The quintessential scenthound, the bloodhound traces its roots to ancient times. Its earliest ancestor may have been the black St. Hubert hound documented in Europe by the eighth century. William the Conqueror is credited with bringing these hounds to England in 1066. In the 12th century, many church dignitaries were interested in hunting with these dogs, and most monasteries kept carefully bred packs. So highly bred were these dogs that they came to be known as "blooded hounds," referring to their pure blood and noble breeding.
AKC Ranking: 49
Area of Origin: Belgium, England
Date of Origin: Middle Ages
Original Function: trailing
Today's Function: trailing humans, search and rescue
Avg Size of male: Height: 25-27 Weight: 90-110
Avg Size of Female: Height: 23-25Weight: 80-100
Other Name: St. Hubert hound, chien St. Hubert
The quintessential scenthound, the bloodhound traces its roots to ancient times. Its earliest ancestor may have been the black St. Hubert hound documented in Europe by the eighth century. William the Conqueror is credited with bringing these hounds to England in 1066. In the 12th century, many church dignitaries were interested in hunting with these dogs, and most monasteries kept carefully bred packs. So highly bred were these dogs that they came to be known as "blooded hounds," referring to their pure blood and noble breeding. Bloodhounds have been known in America since the mid-1800s. Even though they gained a reputation as slave trailers, many of those dogs were mixed scenthounds. The bloodhound has since proved itself to be one of the most useful breeds, using its unrivaled sense of smell to trail lost persons and criminals alike. After the person is located, the bloodhound's job is over because it is never inclined to attack. The bloodhound holds many trailing records (for both length and age of trail), and at one time it was the only breed of dog whose identifications were accepted in a court of law. Ironically, the bloodhound's name and bad press scared many people away from the breed because they believed stories that claimed the dogs trailed people out of a lust for blood. Nothing, of course, could be further from the truth. The breed is well-known to all but not particularly popular as a pet; it is a competitive show dog and unsurpassed working trailer, however.

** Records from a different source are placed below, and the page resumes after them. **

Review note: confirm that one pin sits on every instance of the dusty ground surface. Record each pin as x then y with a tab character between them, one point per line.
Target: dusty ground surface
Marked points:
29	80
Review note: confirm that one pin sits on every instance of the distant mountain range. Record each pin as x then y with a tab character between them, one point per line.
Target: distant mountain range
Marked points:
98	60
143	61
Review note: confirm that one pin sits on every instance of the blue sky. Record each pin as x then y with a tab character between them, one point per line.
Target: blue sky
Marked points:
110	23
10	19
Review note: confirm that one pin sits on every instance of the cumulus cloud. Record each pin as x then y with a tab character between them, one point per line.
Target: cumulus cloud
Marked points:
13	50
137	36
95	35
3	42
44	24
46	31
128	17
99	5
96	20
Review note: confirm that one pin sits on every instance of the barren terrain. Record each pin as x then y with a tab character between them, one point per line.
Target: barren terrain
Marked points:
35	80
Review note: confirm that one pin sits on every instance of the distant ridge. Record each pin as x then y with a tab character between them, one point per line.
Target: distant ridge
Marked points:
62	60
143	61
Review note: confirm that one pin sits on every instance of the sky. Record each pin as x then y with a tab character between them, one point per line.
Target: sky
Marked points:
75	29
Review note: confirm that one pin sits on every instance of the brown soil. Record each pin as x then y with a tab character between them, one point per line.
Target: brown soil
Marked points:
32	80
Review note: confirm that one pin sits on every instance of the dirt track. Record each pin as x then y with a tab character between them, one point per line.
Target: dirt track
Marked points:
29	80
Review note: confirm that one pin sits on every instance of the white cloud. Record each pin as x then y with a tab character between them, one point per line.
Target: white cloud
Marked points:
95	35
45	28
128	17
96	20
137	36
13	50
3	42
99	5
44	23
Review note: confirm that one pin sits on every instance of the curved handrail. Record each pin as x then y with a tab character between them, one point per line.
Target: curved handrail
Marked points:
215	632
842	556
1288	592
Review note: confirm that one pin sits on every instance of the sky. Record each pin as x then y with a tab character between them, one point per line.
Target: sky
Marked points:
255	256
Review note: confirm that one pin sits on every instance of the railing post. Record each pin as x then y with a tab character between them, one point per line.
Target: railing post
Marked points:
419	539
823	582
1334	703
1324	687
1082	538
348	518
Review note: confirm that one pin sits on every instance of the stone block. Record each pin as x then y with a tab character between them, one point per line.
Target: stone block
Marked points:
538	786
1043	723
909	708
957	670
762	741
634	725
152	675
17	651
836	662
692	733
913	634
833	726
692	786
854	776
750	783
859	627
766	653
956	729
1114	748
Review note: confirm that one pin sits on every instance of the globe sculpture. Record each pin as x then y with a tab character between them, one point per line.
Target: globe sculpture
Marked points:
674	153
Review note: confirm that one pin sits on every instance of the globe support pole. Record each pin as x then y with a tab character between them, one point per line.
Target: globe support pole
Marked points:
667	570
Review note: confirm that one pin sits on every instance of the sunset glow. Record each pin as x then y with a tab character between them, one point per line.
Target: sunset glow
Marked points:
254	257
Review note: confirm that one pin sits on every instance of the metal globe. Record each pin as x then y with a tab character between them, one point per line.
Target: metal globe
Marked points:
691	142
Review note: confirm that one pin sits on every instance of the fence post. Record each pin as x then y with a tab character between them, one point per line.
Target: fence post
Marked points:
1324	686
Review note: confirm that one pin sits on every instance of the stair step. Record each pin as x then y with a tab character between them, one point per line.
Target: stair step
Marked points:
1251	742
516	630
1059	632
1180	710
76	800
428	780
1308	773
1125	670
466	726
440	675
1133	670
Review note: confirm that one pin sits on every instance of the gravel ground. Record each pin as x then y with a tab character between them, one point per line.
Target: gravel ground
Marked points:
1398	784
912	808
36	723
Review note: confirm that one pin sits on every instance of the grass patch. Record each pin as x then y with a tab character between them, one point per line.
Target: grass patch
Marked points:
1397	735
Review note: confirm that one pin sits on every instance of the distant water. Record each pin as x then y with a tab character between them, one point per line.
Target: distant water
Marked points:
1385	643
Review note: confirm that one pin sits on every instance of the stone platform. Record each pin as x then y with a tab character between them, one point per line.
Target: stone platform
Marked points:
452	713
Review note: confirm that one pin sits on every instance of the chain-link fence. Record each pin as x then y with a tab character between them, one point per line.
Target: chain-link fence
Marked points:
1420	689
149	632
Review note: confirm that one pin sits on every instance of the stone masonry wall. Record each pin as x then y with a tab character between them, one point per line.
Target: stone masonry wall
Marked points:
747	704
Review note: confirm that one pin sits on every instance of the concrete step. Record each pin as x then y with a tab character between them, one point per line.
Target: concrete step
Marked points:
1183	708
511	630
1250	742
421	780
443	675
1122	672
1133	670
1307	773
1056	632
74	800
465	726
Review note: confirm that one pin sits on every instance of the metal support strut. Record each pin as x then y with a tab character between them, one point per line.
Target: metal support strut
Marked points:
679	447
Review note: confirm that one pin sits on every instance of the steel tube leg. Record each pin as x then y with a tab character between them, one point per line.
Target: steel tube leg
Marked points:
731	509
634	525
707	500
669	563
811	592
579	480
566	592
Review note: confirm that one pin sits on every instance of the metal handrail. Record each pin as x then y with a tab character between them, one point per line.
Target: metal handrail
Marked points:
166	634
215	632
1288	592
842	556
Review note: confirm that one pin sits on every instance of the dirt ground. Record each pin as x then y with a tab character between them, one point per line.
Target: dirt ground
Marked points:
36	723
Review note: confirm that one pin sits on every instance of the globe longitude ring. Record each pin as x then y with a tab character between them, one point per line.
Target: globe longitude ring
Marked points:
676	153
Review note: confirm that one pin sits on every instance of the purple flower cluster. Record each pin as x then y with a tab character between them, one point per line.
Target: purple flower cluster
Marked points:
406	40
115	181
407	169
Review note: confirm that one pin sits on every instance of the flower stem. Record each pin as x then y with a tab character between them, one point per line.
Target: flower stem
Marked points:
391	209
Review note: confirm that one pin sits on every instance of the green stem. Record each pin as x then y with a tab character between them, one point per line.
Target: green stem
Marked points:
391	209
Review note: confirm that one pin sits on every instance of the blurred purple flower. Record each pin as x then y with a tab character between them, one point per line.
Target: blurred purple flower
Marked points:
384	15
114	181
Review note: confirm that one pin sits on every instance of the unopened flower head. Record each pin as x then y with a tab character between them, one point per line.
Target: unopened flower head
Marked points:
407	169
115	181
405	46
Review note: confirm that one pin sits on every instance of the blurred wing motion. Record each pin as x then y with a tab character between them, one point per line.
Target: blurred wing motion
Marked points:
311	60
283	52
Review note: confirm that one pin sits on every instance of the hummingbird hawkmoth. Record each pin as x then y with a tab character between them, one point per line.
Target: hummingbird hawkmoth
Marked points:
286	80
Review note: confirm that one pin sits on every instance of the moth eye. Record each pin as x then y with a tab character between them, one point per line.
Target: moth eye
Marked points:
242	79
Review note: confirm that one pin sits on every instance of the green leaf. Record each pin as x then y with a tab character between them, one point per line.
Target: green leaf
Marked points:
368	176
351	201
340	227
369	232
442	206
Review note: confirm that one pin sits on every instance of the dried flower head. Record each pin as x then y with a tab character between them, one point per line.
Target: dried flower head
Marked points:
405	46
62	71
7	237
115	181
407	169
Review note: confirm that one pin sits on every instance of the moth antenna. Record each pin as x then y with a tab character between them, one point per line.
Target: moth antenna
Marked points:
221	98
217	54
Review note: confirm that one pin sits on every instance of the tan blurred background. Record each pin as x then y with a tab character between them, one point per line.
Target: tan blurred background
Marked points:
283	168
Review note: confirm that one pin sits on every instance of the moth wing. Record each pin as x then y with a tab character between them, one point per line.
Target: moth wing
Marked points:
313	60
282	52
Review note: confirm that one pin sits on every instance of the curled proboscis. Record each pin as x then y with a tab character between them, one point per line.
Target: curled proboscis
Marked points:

For all its calm manners at home, the bloodhound is a tireless trailer once on the track. It is tough, stubborn and independent, yet it is so gentle and placid that it is extremely trustworthy around children — although it may not be playful enough for some children's needs. Nonetheless, it is not the lazy ol' hound dog portrayed in folklore but instead an active, playful companion. Although not the easiest breed to train for traditional obedience, it is exceptionally easy to train in tasks involving trailing. The bloodhound is reserved with strangers.

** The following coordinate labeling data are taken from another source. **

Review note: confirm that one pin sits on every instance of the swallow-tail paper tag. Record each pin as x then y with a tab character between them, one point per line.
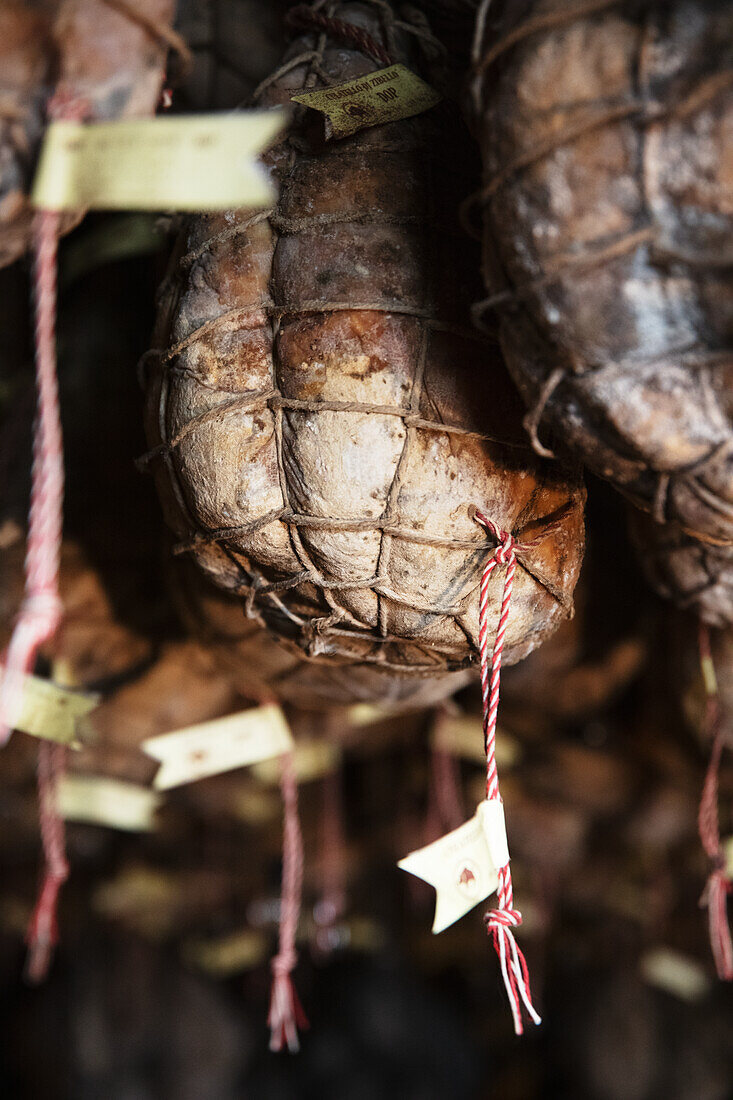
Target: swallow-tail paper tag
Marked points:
203	162
51	712
236	740
385	96
98	800
463	865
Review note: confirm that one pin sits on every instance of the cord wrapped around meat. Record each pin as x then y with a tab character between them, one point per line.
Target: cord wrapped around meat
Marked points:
108	53
697	576
324	421
261	663
608	197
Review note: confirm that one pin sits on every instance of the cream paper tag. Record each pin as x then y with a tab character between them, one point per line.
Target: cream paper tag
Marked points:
228	955
98	800
51	712
462	866
675	974
222	745
709	678
728	855
203	162
312	759
462	735
384	96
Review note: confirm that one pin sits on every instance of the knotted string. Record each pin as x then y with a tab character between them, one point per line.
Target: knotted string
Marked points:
719	883
286	1012
305	17
41	611
501	921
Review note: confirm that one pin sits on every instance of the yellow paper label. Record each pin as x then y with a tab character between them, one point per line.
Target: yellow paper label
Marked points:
51	712
100	801
241	950
371	100
203	162
462	736
144	898
212	747
462	866
313	760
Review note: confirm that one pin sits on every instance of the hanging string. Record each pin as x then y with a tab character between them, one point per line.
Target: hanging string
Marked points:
332	902
719	883
41	611
501	921
286	1014
304	18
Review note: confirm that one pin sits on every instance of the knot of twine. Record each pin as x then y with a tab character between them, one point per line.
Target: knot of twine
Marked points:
304	17
286	1014
501	921
719	884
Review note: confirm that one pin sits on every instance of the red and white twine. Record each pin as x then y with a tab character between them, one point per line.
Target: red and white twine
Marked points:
41	611
501	921
286	1012
719	883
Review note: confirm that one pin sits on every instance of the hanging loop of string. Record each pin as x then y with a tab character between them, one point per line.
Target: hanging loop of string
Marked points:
501	921
286	1014
41	611
719	883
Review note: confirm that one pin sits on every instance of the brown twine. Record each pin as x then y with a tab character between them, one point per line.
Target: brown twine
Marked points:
157	30
304	17
567	263
272	399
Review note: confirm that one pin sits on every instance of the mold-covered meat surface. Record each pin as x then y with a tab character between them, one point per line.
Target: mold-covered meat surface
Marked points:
321	416
608	198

As a hunting hound, the bloodhound needs a good deal of daily exercise. It was bred to trail through any hardship, and once on a trail it cannot be called off. It thus must be exercised in a safe area. The bloodhound drools a lot, so its facial wrinkles require daily cleaning; the ear tips drag in food and must also be kept clean. The ear canals also need regular cleaning for good health. Coat care is minimal, requiring only occasional brushing or wiping. Bloodhounds can live outside in temperate climates if they are given plenty of shelter and soft, warm bedding. Most do best as indoor/outdoor dogs; note, however, that this is not the breed for people obsessed with cleanliness in the house!

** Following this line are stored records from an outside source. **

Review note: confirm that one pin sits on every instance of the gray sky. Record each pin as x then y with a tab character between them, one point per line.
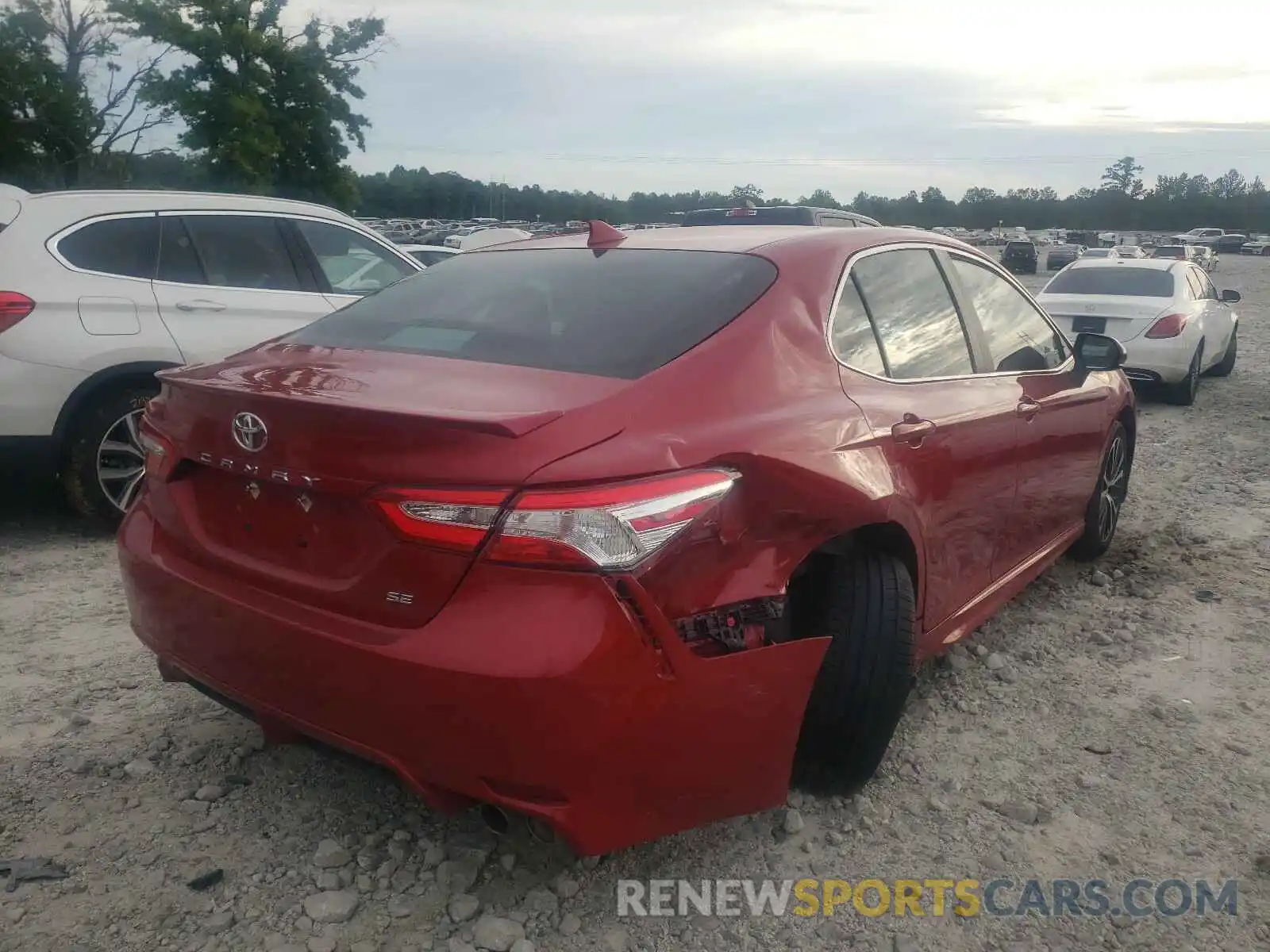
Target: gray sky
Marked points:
883	95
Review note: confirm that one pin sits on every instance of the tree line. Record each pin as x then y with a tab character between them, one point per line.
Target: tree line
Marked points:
249	103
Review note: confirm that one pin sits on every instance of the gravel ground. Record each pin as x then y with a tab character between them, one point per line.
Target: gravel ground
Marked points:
139	787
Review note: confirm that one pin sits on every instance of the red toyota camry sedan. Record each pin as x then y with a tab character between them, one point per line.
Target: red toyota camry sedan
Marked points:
624	531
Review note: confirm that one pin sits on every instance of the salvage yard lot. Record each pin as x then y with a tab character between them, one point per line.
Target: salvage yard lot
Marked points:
1156	659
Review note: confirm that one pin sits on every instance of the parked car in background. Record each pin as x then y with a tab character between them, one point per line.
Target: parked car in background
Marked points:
1130	251
101	290
493	235
1168	315
1019	257
527	601
1062	255
749	213
429	254
1206	258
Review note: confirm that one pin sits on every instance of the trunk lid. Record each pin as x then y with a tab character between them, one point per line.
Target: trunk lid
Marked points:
294	517
1121	317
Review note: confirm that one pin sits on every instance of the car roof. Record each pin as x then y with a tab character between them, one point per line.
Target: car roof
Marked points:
105	201
727	238
1160	264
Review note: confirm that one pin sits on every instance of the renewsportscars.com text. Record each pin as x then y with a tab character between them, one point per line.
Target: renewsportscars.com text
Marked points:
926	898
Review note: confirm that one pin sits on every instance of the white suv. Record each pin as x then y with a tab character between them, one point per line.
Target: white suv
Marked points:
101	290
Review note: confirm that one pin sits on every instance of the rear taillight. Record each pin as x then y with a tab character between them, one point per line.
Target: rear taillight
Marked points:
451	520
610	527
13	309
1168	327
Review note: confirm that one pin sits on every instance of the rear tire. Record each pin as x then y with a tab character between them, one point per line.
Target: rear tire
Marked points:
1183	393
867	676
1103	513
102	475
1226	365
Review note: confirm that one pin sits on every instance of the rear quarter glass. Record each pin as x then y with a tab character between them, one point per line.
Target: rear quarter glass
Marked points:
622	313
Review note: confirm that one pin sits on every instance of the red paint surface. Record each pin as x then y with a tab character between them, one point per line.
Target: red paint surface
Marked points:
539	689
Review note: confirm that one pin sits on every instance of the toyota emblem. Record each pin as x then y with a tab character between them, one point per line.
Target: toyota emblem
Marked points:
249	432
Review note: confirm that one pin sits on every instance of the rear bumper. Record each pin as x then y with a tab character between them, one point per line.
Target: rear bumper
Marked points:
1157	361
539	692
29	457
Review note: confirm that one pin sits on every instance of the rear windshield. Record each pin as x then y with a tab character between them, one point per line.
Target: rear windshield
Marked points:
778	215
1130	282
610	314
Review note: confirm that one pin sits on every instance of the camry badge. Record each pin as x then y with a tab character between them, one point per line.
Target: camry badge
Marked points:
249	432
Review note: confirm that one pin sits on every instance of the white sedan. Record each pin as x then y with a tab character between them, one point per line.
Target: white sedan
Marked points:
427	255
1168	314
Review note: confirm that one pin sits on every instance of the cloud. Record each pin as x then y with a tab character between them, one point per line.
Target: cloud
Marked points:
799	94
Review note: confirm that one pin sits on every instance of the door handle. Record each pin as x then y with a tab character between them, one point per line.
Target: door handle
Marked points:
200	306
912	431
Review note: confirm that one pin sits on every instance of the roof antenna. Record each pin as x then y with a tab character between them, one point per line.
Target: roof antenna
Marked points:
603	234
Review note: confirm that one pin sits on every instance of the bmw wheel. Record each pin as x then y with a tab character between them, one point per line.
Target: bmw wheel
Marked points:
105	467
1103	513
1183	393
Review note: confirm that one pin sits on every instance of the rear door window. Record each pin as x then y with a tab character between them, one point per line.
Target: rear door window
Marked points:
611	314
178	262
126	248
352	263
912	309
1019	338
243	251
851	333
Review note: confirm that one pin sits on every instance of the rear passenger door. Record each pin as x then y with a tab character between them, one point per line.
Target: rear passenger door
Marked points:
912	366
1060	418
1217	319
228	281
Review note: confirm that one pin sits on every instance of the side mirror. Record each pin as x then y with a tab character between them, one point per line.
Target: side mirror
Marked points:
1098	352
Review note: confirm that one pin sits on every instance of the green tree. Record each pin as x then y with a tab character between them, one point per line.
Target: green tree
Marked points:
44	122
82	40
1122	175
266	109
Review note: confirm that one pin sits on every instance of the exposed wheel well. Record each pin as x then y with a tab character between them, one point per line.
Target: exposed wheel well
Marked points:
806	588
1130	420
112	378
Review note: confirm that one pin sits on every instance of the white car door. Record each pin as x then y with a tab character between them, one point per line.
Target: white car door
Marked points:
1218	321
229	281
348	263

• Major concerns: ectropion, entropion, gastric torsion, otitis
externa, skin-fold dermatitis, CHD, elbow dysplasia
• Minor concerns: none
• Occasionally seen: none
• Suggested tests: hip, elbow, eye
• Life span: 7 – 10 years
Form and Function
The bloodhound is a steadfast trailer, built for endurance rather than speed. Its skin is thin and loose, falling in wrinkles around its head and throat. Its long ears are supposed to stir up scents as the ears rake along the ground, and its profuse wrinkles are said to trap the odors around the face, although neither of these assertions has ever been scientifically verified. Its dense short coat protects it from being caught in brambles. Its docile temperament makes it nonthreatening to the humans it is sometimes now called upon to trail. Its gait is elastic and free, with tail held high. Its expression is noble and dignified.